CARRUTHERS

 
Full Name: Carruthers
Nationality: British
Organization: None
Occupation Other - Government clerk

Creator: Erskine Childers
Time Span: 1903 - 1998
ABOUT THE SERIES

       Carruthers is an employee of the British Foreign Office.
       Put that way, which is the truth, it sounds as though he might well be an operative tasked with gathering intelligence for his government but it is hardly that at all. He would be the first to stare at you with astonishment should you make such a suggestion, at least until the events of his unintended escapade with Davies took place. After that, it would still not be quite the truth but it would not be so laughable.
       By his own descript, Carruthers is "a young man of condition and fashion, who knows the right people, belongs to the right clubs, has a safe, possibly a brilliant, future in the Foreign Office". He would claim, perhaps correctly, that he is terribly overworked but that assertion might also be mild griping just because he was not free to abandon the City of London as his friends had for more pleasant weather and more interesting diversions.
       He did not really enjoy the occasional letters from his pals on holiday because from their words he could tell that though they claimed to miss his company, they were enduring his absence with amazing fortitude.
       Seeking his own diversion towards the middle of September of that year when finally work allowed him to escape, he is asked by an acquaintance named Davies to join him on his sailing boat for a fun excursion. Carruthers thought this meant a pleasure yacht with other fun-seeking companions to while away the hours. What he got was just what Davies had actually said, a small sailing boat.
       Sailing in a small vessel in the North Sea and the Baltic as summer has left and autumn is approaching is not something most would consider a relaxing pasttime and Carruthers definitely did not find it so.
       And that is even before he learned the real reason Davies had for sailing into German territory for something far removed from entertainment.

BOOKS

Number of Books:2
First Appearance:1903
Last Appearance:1998

       This is absolutely not a series in the traditional sense because the original author never intended, as far as I can determine, a sequel. Then he was later killed by firing squad which understandably curtailed his abilities even if he had wanted one. His book came out in 1903 and would years later be considered, rightly so, a classic.
       Jump ahead nine and a half decades and accomplished author and apparent sailing enthusiast Sam Llewellyn took up where the author ended with the same character, albeit no longer in a starring role.
       So, this is and is not a series. It does and does not belong in this collection.
       Two things make me enter it, though.
       One, the adventure by Sam Llewellyn is a pretty good yarn in its own right.
       Two, I am among the masses in considering the Childers' novel to be one of the first, best, spy stories and any opportunity to talk about it and recommend it should not be passed up.

1 The Riddle of the Sands The Riddle of the Sands
Written by Erskine Childers
Copyright: 1903

Carruthers recounts to a friend the harrowing journey he took on the spur of the moment with an acquaintance named Davies. Davies needed help in his small sailing vessel but what he did not tell Carruthers was that it was to study German activities on a series of small islands off their coast, actions that Davies is convinced is in preparation for war.
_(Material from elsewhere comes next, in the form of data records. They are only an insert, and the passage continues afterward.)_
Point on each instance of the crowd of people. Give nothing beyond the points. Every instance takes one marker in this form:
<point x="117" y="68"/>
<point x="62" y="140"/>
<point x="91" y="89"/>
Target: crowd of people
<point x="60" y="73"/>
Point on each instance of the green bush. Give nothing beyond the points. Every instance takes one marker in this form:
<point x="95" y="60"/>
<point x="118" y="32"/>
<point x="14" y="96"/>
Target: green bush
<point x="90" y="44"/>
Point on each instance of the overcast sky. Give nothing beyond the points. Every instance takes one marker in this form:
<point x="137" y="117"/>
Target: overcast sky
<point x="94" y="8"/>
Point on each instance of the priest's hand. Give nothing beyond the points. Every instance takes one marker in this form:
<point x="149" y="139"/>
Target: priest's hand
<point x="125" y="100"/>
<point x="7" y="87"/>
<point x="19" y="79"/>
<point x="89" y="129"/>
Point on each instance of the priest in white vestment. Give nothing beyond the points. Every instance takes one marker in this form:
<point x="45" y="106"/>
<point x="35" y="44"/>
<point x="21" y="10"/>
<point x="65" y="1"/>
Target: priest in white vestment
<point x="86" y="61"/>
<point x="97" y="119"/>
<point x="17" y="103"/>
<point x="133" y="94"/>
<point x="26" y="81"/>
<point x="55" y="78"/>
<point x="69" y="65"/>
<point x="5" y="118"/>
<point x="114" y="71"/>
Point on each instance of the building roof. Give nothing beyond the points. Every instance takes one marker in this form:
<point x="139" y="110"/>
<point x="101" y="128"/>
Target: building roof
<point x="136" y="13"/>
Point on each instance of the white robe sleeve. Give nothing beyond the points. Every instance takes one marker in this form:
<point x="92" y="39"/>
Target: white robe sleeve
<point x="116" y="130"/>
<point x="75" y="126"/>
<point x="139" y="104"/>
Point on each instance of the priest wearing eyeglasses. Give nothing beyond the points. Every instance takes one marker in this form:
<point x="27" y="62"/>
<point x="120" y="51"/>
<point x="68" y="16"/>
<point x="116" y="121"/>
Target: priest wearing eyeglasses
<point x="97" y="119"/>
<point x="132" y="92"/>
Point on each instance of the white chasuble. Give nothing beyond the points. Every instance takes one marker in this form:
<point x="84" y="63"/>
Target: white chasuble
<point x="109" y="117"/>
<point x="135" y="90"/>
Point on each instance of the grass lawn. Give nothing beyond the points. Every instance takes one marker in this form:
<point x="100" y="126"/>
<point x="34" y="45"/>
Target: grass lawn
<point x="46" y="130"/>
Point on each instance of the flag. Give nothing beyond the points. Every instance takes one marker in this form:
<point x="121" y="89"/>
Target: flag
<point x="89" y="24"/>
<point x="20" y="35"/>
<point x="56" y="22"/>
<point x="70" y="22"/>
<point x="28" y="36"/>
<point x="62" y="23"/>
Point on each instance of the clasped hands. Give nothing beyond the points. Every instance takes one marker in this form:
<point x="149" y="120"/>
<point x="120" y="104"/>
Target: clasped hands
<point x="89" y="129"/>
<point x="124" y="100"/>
2 The Shadow in the Sands The Shadow in the Sands
Written by Sam Llewellyn
Copyright: 1998


MY COMMENTS

       When I came to the part where I had to fill in the occupation of Carruthers, I stared at the blank input field for a very long time. The fact that he would eventually play a part in a spying expedition does not make him an agent. The fact that he works for the Foreign Office in and of itself does not make him an operative, especially as we learn more about him. He does not say anywhere that he is a clerk but then he does not really say anything about what he does but he certainly gives the impression it is hardly exciting. So, I labelled him a government clerk and I am willing to change that if pressed.
       The first book, The Riddle of the Sands is most definitely, without argument, an adventure about spying. Davies is certain the Germans are up to no good (they did almost kill him) so he wants to learn more. He needs another hand with his boat so he inveigles Carruthers into joining him. They survive some pretty harrowing seas before getting into the nitty-gritty of spying.
       I also read one, likely a tad tongue-in-cheek, that the book was a sailing adventure with some snooping thrown in. On the surface, that is actually true enough.
       Most importantly, though, is the fact that this book is a classic spy novel which set the bar darned high for anyone who might want to best it. Few have even a hundred years later. True, masters like Ambler, Greene, Le CarrĂ©, Deighton, Follett, Forsyth, and a couple handful more have reached that bar and often surpassed it (IMHO) but if you think about how many decades have gone by and how few are in those handfuls, that is darned impressive.

       Sam Llewellyn's follow-up is also an entertaining read. If it were taken just by itself, it cannot measure up to the original but I do not denigrate Mr. Llewellyn at all for that. There ain't many what could have measured up. It is still a good yarn.

       This is not a true series in the traditional sense. Nevertheless, I strongly feel it belongs in this compendium.